Today’s pulmonary infections pose multidimensional challenges for radiologists

March 10, 2009

Radiologists should be clinically focused when handling HIV cases, according to a leading chest expert. They must know if patients are drug-naïve or whether they are already on antiretroviral therapy. It is also important to determine how they acquired their HIV, whether onset is acute or more gradual, and how profoundly unwell the patients feel.

Radiologists should be clinically focused when handling HIV cases, according to a leading chest expert. They must know if patients are drug-naïve or whether they are already on antiretroviral therapy. It is also important to determine how they acquired their HIV, whether onset is acute or more gradual, and how profoundly unwell the patients feel.

"If you have all this information, you are much more likely to make a more meaningful contribution to the management of the patient," said Dr.

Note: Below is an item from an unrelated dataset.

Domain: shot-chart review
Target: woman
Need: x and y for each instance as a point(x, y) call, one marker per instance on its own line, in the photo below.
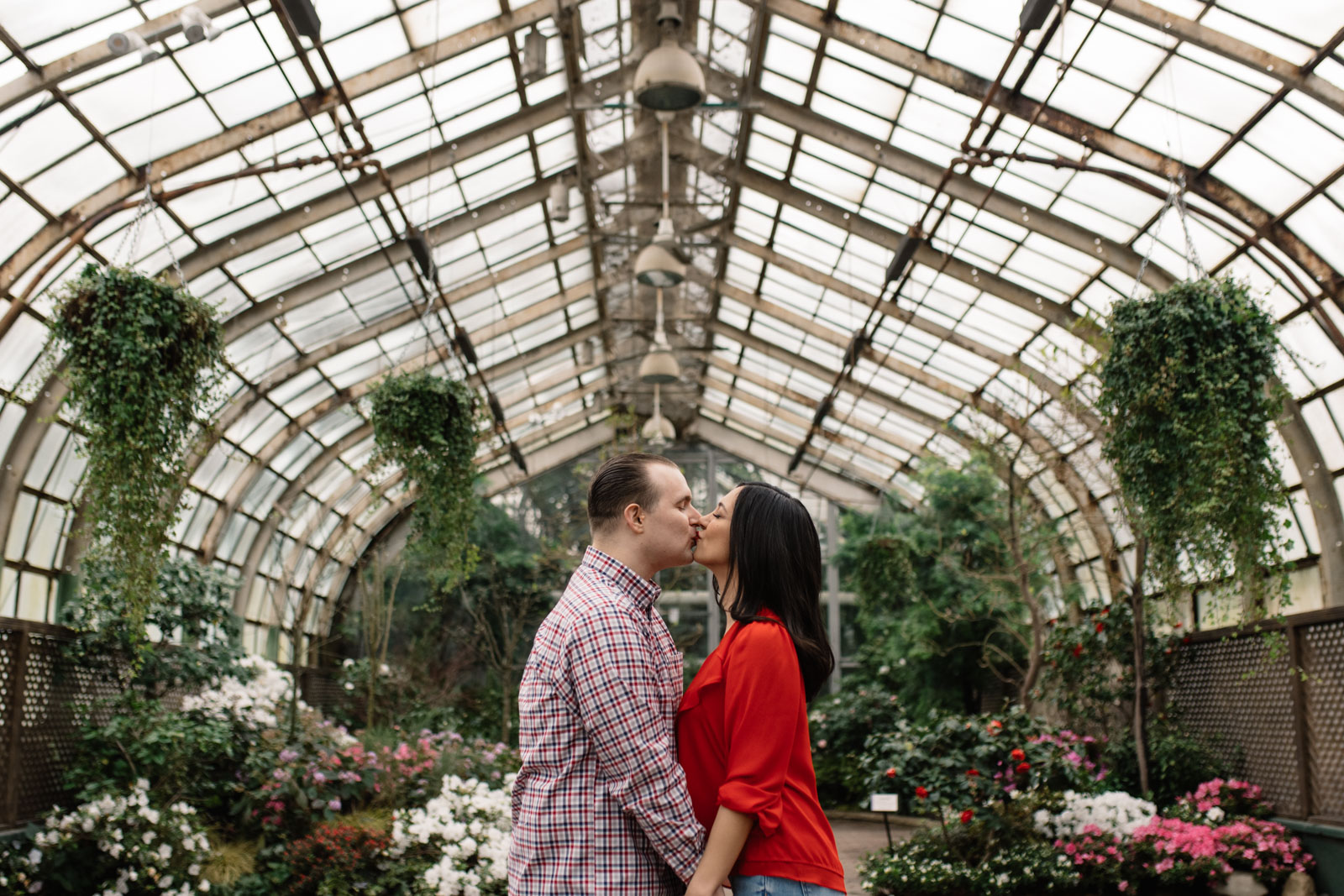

Simon Padley, consultant radiologist at the Chelsea and Westminster Hospital and Royal Brompton Hospital in London.

Pulmonary infection is the commonest cause of infection-related death, and the sixth commonest cause of death overall. It is particularly important in HIV, he commented during Sunday's special focus session on the new face of pulmonary infections in Europe.

Chest x-rays remain the frontline imaging tool for HIV infection.

"We use CT in a much more limited and tailored way," he said. "Sometimes we use CT when the chest x-ray is being debated: Is it normal or isn't it normal? CT can be very useful for solving that argument."

CT is also used if there are complex or atypical features on a chest radiograph that are difficult to interpret. It is used increasingly for staging and restaging of neoplasms associated with HIV rather than for the assessment of infection. Occasionally CT is used for biopsy planning and biopsy guidance when there is a lesion that may be infected, Padley noted.

Two of the most important infections, pyogenic pneumonia and tuberculosis, occur above the point at which the patient is susceptible to opportunistic infections.

"How are these opportunistic infections acquired? The same way that you get that cold flying across the Atlantic. It's that person two rows behind you who sneezes and aerosolizes the pathogen, which you then inhale," he said. "It used to be that if you were an intravenous drug user, you may acquire your pulmonary infection via perhaps bacterial encodarditis or some other route, but aerosolized droplets are the most common cause of pathogen exposure."

His overall advice for HIV infection is to be aware of overlapping radiological appearances, remember noninfective causes, and put imaging in a clinical context. Microbiology is usually diagnostic, he said.

During the same session, Prof. Christian J. Herold, department of radiology at the University of Vienna, discussed community-acquired and nosocomial pneumonia.

"Imaging plays an important role in the detection, classification, and follow-up of patients with pneumonia," he said. "A solid knowledge of the radiographic features of pneumonia and a fundamental understanding of the epidemiologic, pathophysiologic, and clinical features of pulmonary infections are necessary. The chest x-ray is the primary imaging modality, but CT is increasingly used to detect pneumonia and evaluate complications." Pneumonia acquired in the community tends to occur in otherwise healthy persons, in individuals with co-existing diseases, or in nursing-home residents. The mode of infection is by person-to-person transmission of mucus droplets laden with viruses or bacteria.

Modifying factors that increase the risk of infection with specific pathogens include: age over 65 years, alcoholism, immune-suppressive illness, underlying cardiopulmonary disease, multiple medical comorbidities, structural lung disease (bronchiectasis), corticosteroid therapy (>10 mg prednisolon/day), and recent broad-spectrum antibiotic therapy.